All of lore.kernel.org
 help / color / mirror / Atom feed
From: Andrey Grodzovsky <andrey.grodzovsky@amd.com>
To: <dri-devel@lists.freedesktop.org>, <amd-gfx@lists.freedesktop.org>
Cc: jingwen.chen2@amd.com, Christian.Koenig@amd.com,
	monk.liu@amd.com, yiqing.yao@amd.com
Subject: [PATCH 4/5] drm/sched: Partial revert of 'drm/sched: Keep s_fence->parent pointer'
Date: Mon, 20 Jun 2022 18:03:01 -0400	[thread overview]
Message-ID: <20220620220302.86389-5-andrey.grodzovsky@amd.com> (raw)
In-Reply-To: <20220620220302.86389-1-andrey.grodzovsky@amd.com>

Problem:
This patch caused negative refcount as described in [1] because
for that case parent fence did not signal by the time of drm_sched_stop and hence
kept in pending list the assumption was they will not signal and
so fence was put to account for the s_fence->parent refcount but for
amdgpu which has embedded HW fence (always same parent fence)
drm_sched_fence_release_scheduled was always called and would
still drop the count for parent fence once more. For jobs that
never signaled this imbalance was masked by refcount bug in
amdgpu_fence_driver_clear_job_fences that would not drop
refcount on the fences that were removed from fence drive
fences array (against prevois insertion into the array in
get in amdgpu_fence_emit).

Fix:
Revert this patch and by setting s_job->s_fence->parent to NULL
as before prevent the extra refcount drop in amdgpu when
drm_sched_fence_release_scheduled is called on job release.

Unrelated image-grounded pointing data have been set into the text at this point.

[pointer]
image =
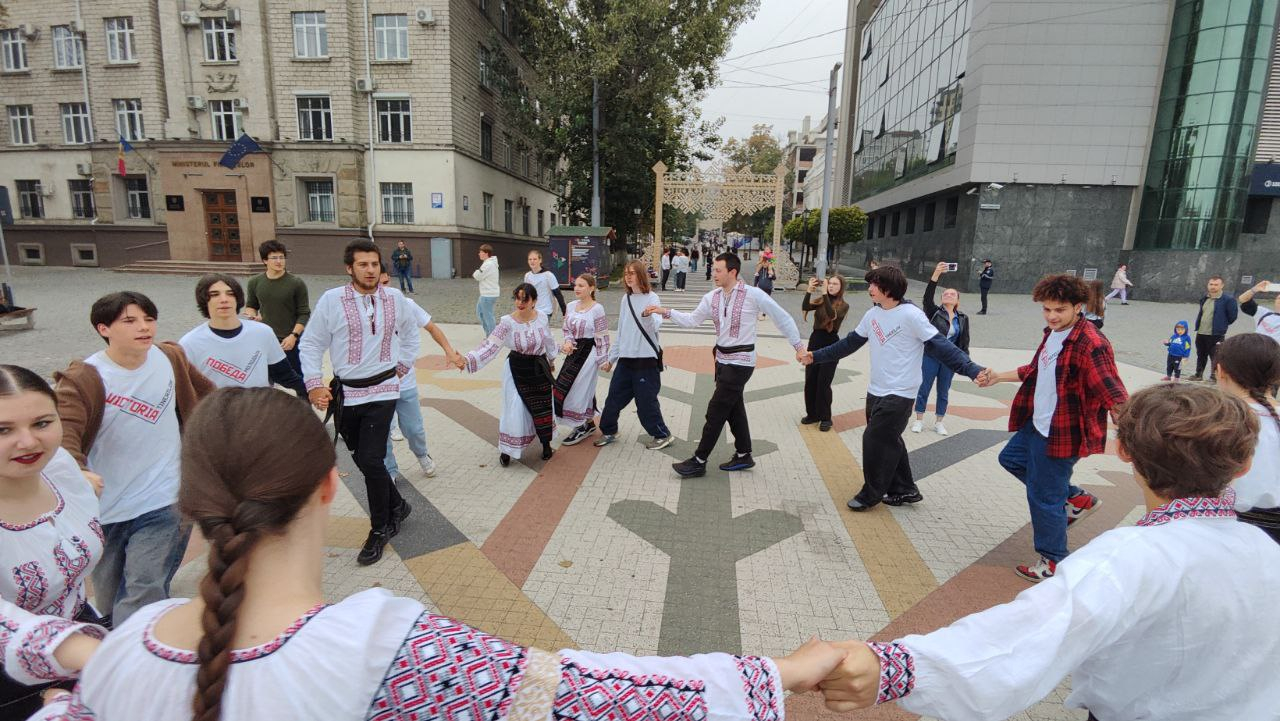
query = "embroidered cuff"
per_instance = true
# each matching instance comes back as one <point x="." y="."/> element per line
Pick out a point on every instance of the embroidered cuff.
<point x="897" y="671"/>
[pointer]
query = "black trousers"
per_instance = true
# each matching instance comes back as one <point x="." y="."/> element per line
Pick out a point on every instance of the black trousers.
<point x="1206" y="347"/>
<point x="727" y="405"/>
<point x="818" y="378"/>
<point x="885" y="462"/>
<point x="365" y="429"/>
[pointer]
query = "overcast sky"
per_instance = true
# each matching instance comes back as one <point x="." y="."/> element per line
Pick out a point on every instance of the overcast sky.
<point x="776" y="23"/>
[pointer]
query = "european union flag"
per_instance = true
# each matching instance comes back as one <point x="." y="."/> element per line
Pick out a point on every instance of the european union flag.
<point x="240" y="149"/>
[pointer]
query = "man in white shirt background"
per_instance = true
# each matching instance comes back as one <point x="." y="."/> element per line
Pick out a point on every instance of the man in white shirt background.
<point x="734" y="307"/>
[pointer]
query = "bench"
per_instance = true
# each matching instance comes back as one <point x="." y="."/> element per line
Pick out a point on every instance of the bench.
<point x="22" y="319"/>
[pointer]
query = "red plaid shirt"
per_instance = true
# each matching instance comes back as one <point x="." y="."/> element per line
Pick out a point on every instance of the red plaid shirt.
<point x="1088" y="386"/>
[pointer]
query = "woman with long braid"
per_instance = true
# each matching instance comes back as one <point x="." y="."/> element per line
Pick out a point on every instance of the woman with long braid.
<point x="1248" y="366"/>
<point x="261" y="491"/>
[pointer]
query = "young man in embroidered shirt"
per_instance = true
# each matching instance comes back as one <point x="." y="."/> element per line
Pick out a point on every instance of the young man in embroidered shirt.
<point x="361" y="325"/>
<point x="231" y="352"/>
<point x="734" y="307"/>
<point x="122" y="413"/>
<point x="899" y="334"/>
<point x="1059" y="416"/>
<point x="1173" y="619"/>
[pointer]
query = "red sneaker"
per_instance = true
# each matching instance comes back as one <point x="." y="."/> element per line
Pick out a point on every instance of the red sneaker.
<point x="1080" y="505"/>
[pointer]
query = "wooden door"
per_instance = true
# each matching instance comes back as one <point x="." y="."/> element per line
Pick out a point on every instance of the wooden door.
<point x="222" y="226"/>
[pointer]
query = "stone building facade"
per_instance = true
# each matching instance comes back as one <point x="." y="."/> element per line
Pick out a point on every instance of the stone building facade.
<point x="376" y="118"/>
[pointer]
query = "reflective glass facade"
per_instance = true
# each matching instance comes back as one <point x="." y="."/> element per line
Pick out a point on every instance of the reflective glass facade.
<point x="1201" y="154"/>
<point x="909" y="91"/>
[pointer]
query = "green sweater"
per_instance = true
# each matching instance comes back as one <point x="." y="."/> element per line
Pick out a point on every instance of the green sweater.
<point x="282" y="302"/>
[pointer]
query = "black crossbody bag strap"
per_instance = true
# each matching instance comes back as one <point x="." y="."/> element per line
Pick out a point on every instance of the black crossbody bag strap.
<point x="648" y="340"/>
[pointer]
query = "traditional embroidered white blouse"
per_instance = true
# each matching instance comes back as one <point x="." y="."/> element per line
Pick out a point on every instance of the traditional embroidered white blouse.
<point x="362" y="336"/>
<point x="530" y="338"/>
<point x="735" y="315"/>
<point x="379" y="657"/>
<point x="1174" y="619"/>
<point x="593" y="323"/>
<point x="44" y="562"/>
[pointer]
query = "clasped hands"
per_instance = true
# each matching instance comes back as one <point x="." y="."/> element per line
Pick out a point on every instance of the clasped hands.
<point x="846" y="672"/>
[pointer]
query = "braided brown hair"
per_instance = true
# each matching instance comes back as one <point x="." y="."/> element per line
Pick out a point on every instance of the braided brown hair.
<point x="251" y="459"/>
<point x="1252" y="361"/>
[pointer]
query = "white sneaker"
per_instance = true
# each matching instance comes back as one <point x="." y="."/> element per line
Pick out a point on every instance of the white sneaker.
<point x="428" y="466"/>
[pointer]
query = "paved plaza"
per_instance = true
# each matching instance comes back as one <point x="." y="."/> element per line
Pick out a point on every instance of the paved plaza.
<point x="606" y="548"/>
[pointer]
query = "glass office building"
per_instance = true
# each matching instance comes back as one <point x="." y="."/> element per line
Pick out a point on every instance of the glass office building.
<point x="1197" y="178"/>
<point x="910" y="92"/>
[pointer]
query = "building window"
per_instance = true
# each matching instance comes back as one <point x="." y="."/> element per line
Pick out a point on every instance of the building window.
<point x="319" y="201"/>
<point x="13" y="46"/>
<point x="315" y="118"/>
<point x="394" y="121"/>
<point x="137" y="200"/>
<point x="949" y="215"/>
<point x="82" y="197"/>
<point x="487" y="140"/>
<point x="68" y="49"/>
<point x="119" y="40"/>
<point x="22" y="124"/>
<point x="128" y="118"/>
<point x="391" y="37"/>
<point x="397" y="202"/>
<point x="219" y="41"/>
<point x="30" y="201"/>
<point x="76" y="128"/>
<point x="310" y="35"/>
<point x="224" y="115"/>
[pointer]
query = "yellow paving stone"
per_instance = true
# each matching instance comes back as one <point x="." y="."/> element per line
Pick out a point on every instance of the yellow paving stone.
<point x="900" y="575"/>
<point x="467" y="587"/>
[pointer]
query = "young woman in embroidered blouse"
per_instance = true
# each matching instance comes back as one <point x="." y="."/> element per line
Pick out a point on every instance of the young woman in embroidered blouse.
<point x="50" y="537"/>
<point x="261" y="491"/>
<point x="526" y="377"/>
<point x="586" y="348"/>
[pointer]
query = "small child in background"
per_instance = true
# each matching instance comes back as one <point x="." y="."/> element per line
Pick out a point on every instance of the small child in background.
<point x="1179" y="347"/>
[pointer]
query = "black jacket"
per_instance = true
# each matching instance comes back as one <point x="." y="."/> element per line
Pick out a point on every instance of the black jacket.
<point x="938" y="318"/>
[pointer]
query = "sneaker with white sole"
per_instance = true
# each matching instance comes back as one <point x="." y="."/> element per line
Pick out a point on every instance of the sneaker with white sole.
<point x="1038" y="571"/>
<point x="428" y="466"/>
<point x="659" y="443"/>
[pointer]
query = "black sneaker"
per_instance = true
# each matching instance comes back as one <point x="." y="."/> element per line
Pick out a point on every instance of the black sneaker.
<point x="739" y="462"/>
<point x="398" y="516"/>
<point x="903" y="498"/>
<point x="373" y="550"/>
<point x="690" y="469"/>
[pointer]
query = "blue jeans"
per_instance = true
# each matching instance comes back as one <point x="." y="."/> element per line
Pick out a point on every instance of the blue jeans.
<point x="484" y="310"/>
<point x="933" y="369"/>
<point x="406" y="277"/>
<point x="410" y="414"/>
<point x="631" y="382"/>
<point x="1048" y="486"/>
<point x="140" y="557"/>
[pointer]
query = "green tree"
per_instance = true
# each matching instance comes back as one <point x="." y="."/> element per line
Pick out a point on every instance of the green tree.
<point x="653" y="60"/>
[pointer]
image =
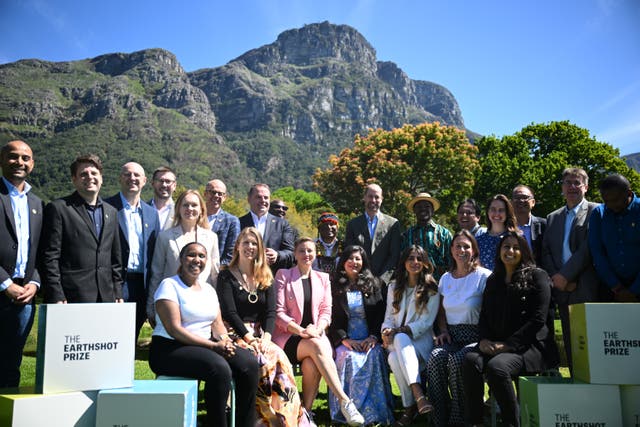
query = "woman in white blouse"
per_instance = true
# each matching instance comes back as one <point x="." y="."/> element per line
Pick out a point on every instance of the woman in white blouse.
<point x="407" y="333"/>
<point x="461" y="298"/>
<point x="190" y="225"/>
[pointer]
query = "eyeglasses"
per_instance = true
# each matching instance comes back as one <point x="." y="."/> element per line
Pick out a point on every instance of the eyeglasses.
<point x="572" y="183"/>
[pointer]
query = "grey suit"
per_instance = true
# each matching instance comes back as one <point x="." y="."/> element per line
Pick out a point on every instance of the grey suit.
<point x="578" y="268"/>
<point x="383" y="250"/>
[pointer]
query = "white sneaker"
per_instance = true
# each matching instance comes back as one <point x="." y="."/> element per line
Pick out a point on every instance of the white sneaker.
<point x="351" y="414"/>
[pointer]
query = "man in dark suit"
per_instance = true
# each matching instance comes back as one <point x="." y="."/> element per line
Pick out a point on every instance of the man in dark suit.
<point x="225" y="225"/>
<point x="20" y="225"/>
<point x="81" y="256"/>
<point x="377" y="233"/>
<point x="565" y="250"/>
<point x="276" y="232"/>
<point x="139" y="227"/>
<point x="532" y="226"/>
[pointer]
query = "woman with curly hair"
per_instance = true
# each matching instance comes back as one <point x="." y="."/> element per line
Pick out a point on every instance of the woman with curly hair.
<point x="501" y="219"/>
<point x="514" y="337"/>
<point x="357" y="314"/>
<point x="412" y="305"/>
<point x="248" y="301"/>
<point x="460" y="301"/>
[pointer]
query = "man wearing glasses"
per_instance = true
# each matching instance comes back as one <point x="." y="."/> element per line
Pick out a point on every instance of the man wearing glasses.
<point x="225" y="225"/>
<point x="532" y="226"/>
<point x="164" y="184"/>
<point x="565" y="250"/>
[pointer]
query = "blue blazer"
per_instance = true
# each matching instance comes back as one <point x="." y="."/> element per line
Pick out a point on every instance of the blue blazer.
<point x="8" y="250"/>
<point x="150" y="230"/>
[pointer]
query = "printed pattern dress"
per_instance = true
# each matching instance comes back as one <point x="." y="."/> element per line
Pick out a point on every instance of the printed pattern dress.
<point x="364" y="376"/>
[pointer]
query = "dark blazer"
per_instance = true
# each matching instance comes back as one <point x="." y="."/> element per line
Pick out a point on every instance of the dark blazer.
<point x="538" y="226"/>
<point x="578" y="268"/>
<point x="79" y="266"/>
<point x="374" y="309"/>
<point x="150" y="230"/>
<point x="384" y="250"/>
<point x="519" y="318"/>
<point x="227" y="227"/>
<point x="9" y="246"/>
<point x="278" y="235"/>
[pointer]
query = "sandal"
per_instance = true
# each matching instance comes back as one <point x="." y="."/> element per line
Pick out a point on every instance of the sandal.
<point x="424" y="405"/>
<point x="407" y="417"/>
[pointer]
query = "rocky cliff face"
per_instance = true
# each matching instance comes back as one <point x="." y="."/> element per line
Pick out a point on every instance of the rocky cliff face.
<point x="273" y="114"/>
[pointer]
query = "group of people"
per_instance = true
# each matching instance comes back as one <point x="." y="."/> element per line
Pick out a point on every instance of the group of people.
<point x="243" y="300"/>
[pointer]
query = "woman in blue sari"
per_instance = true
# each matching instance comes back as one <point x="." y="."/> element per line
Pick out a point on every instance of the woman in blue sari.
<point x="358" y="311"/>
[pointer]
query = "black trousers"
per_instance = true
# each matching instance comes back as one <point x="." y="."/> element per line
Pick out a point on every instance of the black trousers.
<point x="499" y="371"/>
<point x="169" y="357"/>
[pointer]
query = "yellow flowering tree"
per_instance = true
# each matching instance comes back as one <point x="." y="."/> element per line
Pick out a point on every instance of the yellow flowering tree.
<point x="404" y="161"/>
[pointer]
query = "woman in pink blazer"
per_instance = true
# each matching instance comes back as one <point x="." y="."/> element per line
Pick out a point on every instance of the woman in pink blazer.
<point x="303" y="312"/>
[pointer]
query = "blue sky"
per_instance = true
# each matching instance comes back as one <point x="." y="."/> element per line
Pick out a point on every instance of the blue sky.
<point x="508" y="63"/>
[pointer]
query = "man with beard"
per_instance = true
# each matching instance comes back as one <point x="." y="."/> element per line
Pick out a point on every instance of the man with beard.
<point x="432" y="237"/>
<point x="377" y="233"/>
<point x="328" y="247"/>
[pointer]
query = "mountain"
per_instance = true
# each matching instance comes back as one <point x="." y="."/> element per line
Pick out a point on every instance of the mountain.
<point x="274" y="114"/>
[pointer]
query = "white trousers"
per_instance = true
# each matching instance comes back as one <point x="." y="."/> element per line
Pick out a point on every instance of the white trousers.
<point x="405" y="365"/>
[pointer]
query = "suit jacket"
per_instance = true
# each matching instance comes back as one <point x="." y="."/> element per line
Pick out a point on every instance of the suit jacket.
<point x="278" y="235"/>
<point x="166" y="259"/>
<point x="290" y="301"/>
<point x="78" y="265"/>
<point x="227" y="227"/>
<point x="420" y="322"/>
<point x="374" y="305"/>
<point x="9" y="248"/>
<point x="150" y="230"/>
<point x="519" y="318"/>
<point x="384" y="250"/>
<point x="578" y="268"/>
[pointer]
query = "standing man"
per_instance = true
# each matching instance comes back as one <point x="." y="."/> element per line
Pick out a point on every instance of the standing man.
<point x="164" y="184"/>
<point x="139" y="228"/>
<point x="225" y="225"/>
<point x="377" y="233"/>
<point x="614" y="239"/>
<point x="433" y="238"/>
<point x="276" y="232"/>
<point x="565" y="251"/>
<point x="532" y="227"/>
<point x="20" y="225"/>
<point x="81" y="248"/>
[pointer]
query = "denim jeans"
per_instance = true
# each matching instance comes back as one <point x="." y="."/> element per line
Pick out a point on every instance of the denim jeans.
<point x="15" y="325"/>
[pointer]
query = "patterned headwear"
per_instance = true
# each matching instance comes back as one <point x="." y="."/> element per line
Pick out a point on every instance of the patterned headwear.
<point x="328" y="217"/>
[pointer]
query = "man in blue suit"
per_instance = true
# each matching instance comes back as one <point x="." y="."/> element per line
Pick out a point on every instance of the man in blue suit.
<point x="20" y="225"/>
<point x="276" y="232"/>
<point x="225" y="225"/>
<point x="139" y="227"/>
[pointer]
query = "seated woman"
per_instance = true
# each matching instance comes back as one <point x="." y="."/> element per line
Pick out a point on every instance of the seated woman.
<point x="248" y="302"/>
<point x="190" y="225"/>
<point x="407" y="330"/>
<point x="190" y="340"/>
<point x="460" y="300"/>
<point x="501" y="218"/>
<point x="514" y="338"/>
<point x="357" y="314"/>
<point x="303" y="312"/>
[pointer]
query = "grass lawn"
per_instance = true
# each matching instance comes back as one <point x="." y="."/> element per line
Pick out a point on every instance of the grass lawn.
<point x="143" y="372"/>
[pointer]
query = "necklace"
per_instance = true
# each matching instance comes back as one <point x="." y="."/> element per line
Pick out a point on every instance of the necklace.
<point x="252" y="296"/>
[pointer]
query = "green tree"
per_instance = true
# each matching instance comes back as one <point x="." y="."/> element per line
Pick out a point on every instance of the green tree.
<point x="404" y="161"/>
<point x="537" y="155"/>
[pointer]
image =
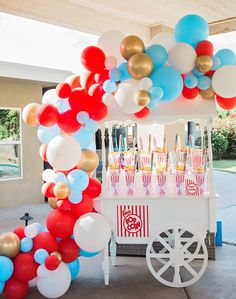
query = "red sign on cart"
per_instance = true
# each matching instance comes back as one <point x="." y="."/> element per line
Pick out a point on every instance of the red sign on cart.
<point x="132" y="221"/>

Also - align behaviour in drm_sched_resubmit_jobs_ext with that of
drm_sched_main when submitting jobs - take a refcount for the
new parent fence pointer and drop refcount for original kref_init
for new HW fence creation (or fake new HW fence in amdgpu - see next patch).

[1] - https://lore.kernel.org/all/731b7ff1-3cc9-e314-df2a-7c51b76d4db0@amd.com/t/#r00c728fcc069b1276642c325bfa9d82bf8fa21a3

Signed-off-by: Andrey Grodzovsky <andrey.grodzovsky@amd.com>
Tested-by: Yiqing Yao <yiqing.yao@amd.com>
---
 drivers/gpu/drm/scheduler/sched_main.c | 16 +++++++++++++---
 1 file changed, 13 insertions(+), 3 deletions(-)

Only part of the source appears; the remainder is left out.